Ocean surface currents estimated from satellite remote sensing data based on a global hexagonal grid

Global ocean surface currents estimated from satellite derived data based on a regular global grid are affected by the grid's shape and placement. Due to different neighbourhood relationships, the rectangular lat/lon grids lose accuracy when interpolating and fitting elevation data. Hexagonal grids have shown to be advantageous due to their isotropic, uniform neighbourhood. Considering these merits, this paper aims to estimate global ocean surface current using a global isotropic hexagonal grid from satellite remote sensing data. First, gridded satellite altimeter data and wind data with different resolutions are interpolated into the centre of the global isotropic hexagonal grid. Then, geostrophic and Ekman currents components are estimated according to the Lagerlof Ocean currents theory. Finally, the inversion results are verified. By analyzing the results, we conclude that the ocean surface currents estimated based on the global isotropic hexagonal grid have considerable accuracy, with improvement over rectangular lat/lon grids.

Automated summary

This paper aims to estimate global ocean surface current using a global isotropic hexagonal grid from satellite remote sensing data.
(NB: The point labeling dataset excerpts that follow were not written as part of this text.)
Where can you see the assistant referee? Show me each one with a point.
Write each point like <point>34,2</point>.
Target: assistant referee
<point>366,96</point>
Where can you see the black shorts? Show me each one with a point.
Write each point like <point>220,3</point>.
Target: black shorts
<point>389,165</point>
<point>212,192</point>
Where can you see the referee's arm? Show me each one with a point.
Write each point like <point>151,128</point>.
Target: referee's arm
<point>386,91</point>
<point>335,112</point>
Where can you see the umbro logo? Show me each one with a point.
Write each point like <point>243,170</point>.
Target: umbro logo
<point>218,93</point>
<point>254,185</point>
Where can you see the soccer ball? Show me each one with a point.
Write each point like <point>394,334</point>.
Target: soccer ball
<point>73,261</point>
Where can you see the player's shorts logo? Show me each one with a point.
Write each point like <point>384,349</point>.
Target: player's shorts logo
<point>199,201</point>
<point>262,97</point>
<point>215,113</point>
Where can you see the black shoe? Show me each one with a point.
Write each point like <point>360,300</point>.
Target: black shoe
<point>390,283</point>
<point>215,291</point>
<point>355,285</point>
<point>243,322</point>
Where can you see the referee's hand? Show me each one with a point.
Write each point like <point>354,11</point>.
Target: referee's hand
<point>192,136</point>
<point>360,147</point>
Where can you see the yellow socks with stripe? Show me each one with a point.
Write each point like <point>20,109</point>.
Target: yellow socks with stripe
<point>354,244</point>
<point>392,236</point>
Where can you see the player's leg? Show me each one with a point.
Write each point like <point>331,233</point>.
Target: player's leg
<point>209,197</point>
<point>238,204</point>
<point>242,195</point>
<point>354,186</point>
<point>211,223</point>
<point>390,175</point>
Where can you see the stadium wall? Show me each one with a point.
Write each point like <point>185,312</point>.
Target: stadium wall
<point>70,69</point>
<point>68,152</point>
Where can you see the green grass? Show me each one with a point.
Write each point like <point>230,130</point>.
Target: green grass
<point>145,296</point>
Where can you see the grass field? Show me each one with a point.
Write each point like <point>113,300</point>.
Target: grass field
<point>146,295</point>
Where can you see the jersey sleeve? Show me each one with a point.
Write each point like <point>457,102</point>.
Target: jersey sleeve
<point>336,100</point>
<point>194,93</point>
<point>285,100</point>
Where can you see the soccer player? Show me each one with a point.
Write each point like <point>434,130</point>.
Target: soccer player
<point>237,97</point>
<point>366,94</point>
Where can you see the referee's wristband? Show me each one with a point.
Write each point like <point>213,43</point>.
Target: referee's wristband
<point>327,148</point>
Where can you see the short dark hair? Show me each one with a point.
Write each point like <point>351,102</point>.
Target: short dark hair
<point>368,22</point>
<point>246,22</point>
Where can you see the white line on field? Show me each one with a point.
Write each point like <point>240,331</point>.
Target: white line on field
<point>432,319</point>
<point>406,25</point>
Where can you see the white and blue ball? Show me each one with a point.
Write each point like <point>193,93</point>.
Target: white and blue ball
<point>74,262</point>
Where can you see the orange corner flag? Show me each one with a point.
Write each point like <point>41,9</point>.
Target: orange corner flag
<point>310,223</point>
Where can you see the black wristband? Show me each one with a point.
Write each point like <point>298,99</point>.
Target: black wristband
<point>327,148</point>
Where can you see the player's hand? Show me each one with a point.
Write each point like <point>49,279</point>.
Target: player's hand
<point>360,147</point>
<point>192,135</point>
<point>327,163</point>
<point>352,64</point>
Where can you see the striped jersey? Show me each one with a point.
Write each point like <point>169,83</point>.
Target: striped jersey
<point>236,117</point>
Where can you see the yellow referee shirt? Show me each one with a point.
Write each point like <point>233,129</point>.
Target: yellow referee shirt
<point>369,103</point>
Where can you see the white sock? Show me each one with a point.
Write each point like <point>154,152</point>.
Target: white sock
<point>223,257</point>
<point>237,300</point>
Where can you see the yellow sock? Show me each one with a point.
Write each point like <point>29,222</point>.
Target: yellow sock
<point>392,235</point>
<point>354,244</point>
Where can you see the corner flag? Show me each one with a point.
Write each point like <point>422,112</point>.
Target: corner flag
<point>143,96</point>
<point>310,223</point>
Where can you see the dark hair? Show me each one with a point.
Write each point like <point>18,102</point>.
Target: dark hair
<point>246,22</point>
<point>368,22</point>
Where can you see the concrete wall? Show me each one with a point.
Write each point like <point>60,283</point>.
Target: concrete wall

The gridded satellite altimeter data and wind data are interpolated into the centre of the global isotropic hexagonal grid. Geostrophic and Ekman currents components are estimated according to the Lagerlof Ocean currents theory. The results show that the ocean surface currents estimated based on the global isotropic hexagonal grid have considerable accuracy, with improvement over rectangular lat/lon grids.